Forward to Multiple Return Values! (and return value forwarding?)

Users of languages that have a multiple return value feature seem to rave about it. And it's something that users from languages that don't have it will ask about, complain about, and constantly try to find ways to work around.

Even before an actual implementation of SET-BLOCK! existed, I had inklings that Rebol could do them in a way that is mindbending and original. But there were nagging technical and semantic concerns for every version of the idea I could envision.

Now I have to say that after having the opportunity to do experimentation with the enfix left-quoting hack for multiple return results... and seeing what Ren-C is capable of...

...multi-return is a must-have :heart_eyes_cat:

I'm convinced we'd be wasting SET-BLOCK! terribly in the evaluator if [x y]: [1 2] was only for "setting x to 1 and y to 2". While I've been concerned in the past about consistency in naming with set [x y] [1 2]... we either forget worrying about that or just use something else to do that. e.g. assign [x y] [1 2], problem solved.

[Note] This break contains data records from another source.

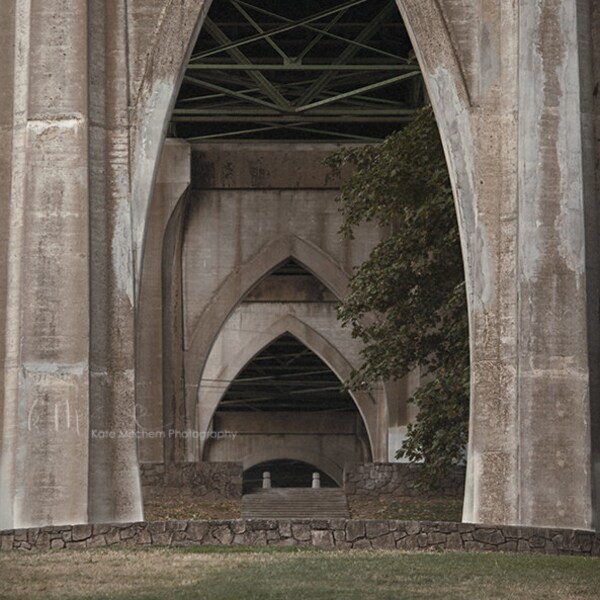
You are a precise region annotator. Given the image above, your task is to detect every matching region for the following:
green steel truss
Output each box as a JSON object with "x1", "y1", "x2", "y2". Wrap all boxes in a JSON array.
[{"x1": 170, "y1": 0, "x2": 425, "y2": 142}]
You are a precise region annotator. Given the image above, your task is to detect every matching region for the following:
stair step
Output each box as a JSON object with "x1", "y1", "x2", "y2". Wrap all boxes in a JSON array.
[{"x1": 242, "y1": 488, "x2": 350, "y2": 518}]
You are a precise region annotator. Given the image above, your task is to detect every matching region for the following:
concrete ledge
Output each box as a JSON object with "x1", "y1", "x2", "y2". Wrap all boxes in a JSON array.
[{"x1": 0, "y1": 519, "x2": 600, "y2": 556}]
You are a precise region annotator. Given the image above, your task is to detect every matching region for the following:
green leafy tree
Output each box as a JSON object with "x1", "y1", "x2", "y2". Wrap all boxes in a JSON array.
[{"x1": 328, "y1": 108, "x2": 469, "y2": 484}]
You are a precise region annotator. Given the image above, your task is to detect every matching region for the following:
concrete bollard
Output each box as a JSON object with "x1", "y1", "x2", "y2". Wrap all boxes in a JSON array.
[{"x1": 263, "y1": 471, "x2": 271, "y2": 490}]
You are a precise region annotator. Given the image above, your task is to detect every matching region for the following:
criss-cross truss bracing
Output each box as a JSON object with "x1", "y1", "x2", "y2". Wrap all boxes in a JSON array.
[{"x1": 170, "y1": 0, "x2": 425, "y2": 142}]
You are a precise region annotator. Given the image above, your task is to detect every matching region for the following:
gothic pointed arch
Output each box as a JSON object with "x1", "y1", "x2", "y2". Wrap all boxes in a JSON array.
[
  {"x1": 185, "y1": 235, "x2": 349, "y2": 412},
  {"x1": 197, "y1": 315, "x2": 379, "y2": 458}
]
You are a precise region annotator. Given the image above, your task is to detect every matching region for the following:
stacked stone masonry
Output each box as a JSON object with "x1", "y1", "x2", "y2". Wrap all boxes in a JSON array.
[
  {"x1": 0, "y1": 519, "x2": 600, "y2": 556},
  {"x1": 344, "y1": 463, "x2": 465, "y2": 498}
]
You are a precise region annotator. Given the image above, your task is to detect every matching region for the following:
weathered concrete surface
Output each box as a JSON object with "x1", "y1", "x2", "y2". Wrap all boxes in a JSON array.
[
  {"x1": 196, "y1": 302, "x2": 382, "y2": 460},
  {"x1": 129, "y1": 0, "x2": 211, "y2": 286},
  {"x1": 400, "y1": 0, "x2": 593, "y2": 528},
  {"x1": 0, "y1": 1, "x2": 89, "y2": 527},
  {"x1": 581, "y1": 2, "x2": 600, "y2": 529},
  {"x1": 203, "y1": 411, "x2": 371, "y2": 485},
  {"x1": 136, "y1": 140, "x2": 191, "y2": 462},
  {"x1": 88, "y1": 0, "x2": 142, "y2": 522},
  {"x1": 137, "y1": 141, "x2": 398, "y2": 461},
  {"x1": 140, "y1": 462, "x2": 242, "y2": 501}
]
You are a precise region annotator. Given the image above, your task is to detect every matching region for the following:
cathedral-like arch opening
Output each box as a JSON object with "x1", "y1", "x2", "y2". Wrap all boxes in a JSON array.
[
  {"x1": 139, "y1": 0, "x2": 468, "y2": 516},
  {"x1": 204, "y1": 333, "x2": 371, "y2": 480}
]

In terms of other problems that seem addressed comfortably: I knew that we needed to be able to return NULL to values in multi-return scenarios, but that would be a problem with even the reduced case if we tried to return a BLOCK! to match the SET-BLOCK! in size:

>> [x y]: function-returning-10-and-20
== [10 20]
>> x
== 10
>> y
== 20

>> [x y]: function-returning-null-and-30
== [#[void] 30]  ; can't put null, so... VOID! in first slot?
>> x
== null  ; not the same thing as what the block said...seems bad, yes?
>> y
== 30

But when I disconnected the idea from the old behavior of set [x y] [10 20], the Gordian Knot was cut, and the evaluative result of a SET-BLOCK! had no need to be a BLOCK! with all the values...but merely one value. This made great sense, because since BLOCK! is always truthy, you'd not really be able to make useful conditional behavior be based on a BLOCK! return anyway!

>> [x y]: function-returning-10-and-20
== 10
>> x
== 10
>> y
== 20

>> [x y]: function-returning-null-and-30
== null  ; so you could meaningfully say `if [x y]: whatever [...]`
>> x
== null
>> y
== 30

The question of whether it has to be the first value is an open one. If you could annotate the elements of the SET-BLOCK! that might be a way of saying otherwise. And perhaps the single return doesn't have to be coupled to the multi-value return case at all (?)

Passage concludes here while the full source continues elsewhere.